Craig Mack, who was one of the earliest breakout stars on Sean “P. Diddy” Combs’ Bad Boy Records in the mid-1990s and then faded from the music scene at least partly by choice, died on Monday.
The 46-year-old New York native passed away from heart failure at a hospital in South Carolina, where he’d moved in recent years, the Daily News confirmed with his producer.
“God bless my friend. He was a good friend of mine,” Alvin Toney, who produced Mack’s debut album “Project: Funk Da World,” told the newspaper.
Mack started rapping under the name MC EZ in the late 1980s, according to Rolling Stone. He met Diddy , who was then in the process of forming Bad Boy Records outside the New York club Mecca and impressed him with his freestyling. Signed to a contract, he found instant fame with his 1994 song “Flava in Ya Ear.” It sold over a million copies, was nominated for a Grammy and spawned a remix Who’s Who of rap remix featuring Notorious B.I.G, LL Cool J, , Busta Rhymes and Rampage.
The news of Mack’s passing had tributes pouring in from all over — and all settings:
Born in Queens, Mack told the New York Times his cousins got him into rap at age nine and he soon started writing his own lyrics.

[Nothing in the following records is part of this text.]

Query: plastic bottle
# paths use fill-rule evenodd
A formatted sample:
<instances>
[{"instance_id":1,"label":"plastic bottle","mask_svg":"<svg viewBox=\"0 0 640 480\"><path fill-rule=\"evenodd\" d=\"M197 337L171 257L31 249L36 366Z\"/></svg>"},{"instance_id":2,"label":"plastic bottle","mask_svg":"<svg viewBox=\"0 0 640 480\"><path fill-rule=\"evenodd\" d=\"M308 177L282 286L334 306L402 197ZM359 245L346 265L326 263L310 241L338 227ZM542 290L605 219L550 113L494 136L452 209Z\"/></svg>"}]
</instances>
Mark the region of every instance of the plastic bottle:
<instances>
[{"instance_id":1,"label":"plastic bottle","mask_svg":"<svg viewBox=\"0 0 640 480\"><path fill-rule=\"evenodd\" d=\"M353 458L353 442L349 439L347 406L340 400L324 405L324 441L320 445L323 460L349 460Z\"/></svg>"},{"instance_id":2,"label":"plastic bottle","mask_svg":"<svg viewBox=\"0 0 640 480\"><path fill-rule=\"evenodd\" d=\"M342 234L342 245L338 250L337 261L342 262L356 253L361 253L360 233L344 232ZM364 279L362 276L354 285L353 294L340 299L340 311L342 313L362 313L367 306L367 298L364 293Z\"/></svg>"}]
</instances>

“I knew I wanted to be like LL Cool J and Run-D.M.C.,” Mack told the Times in 1995. That was the same year he left Bad Boy, and although he released a solo album, “Operation Get Down” in 1997, he couldn’t replicate his earlier fame. He later left music for religion, becoming a member of Overcomer Ministry church in Walterboro, S.C.
There, he seemed to have moved on from rap, Rolling Stone says.
“In Can’t Stop, Won’t Stop: The Bad Boy Story, the 2017 documentary chronicling the rise of Combs’ revered label and reunion tour, ” the magazine wrote, “Mack can be heard discussing the possibility of returning to the stage, but declined because of his religious beliefs.”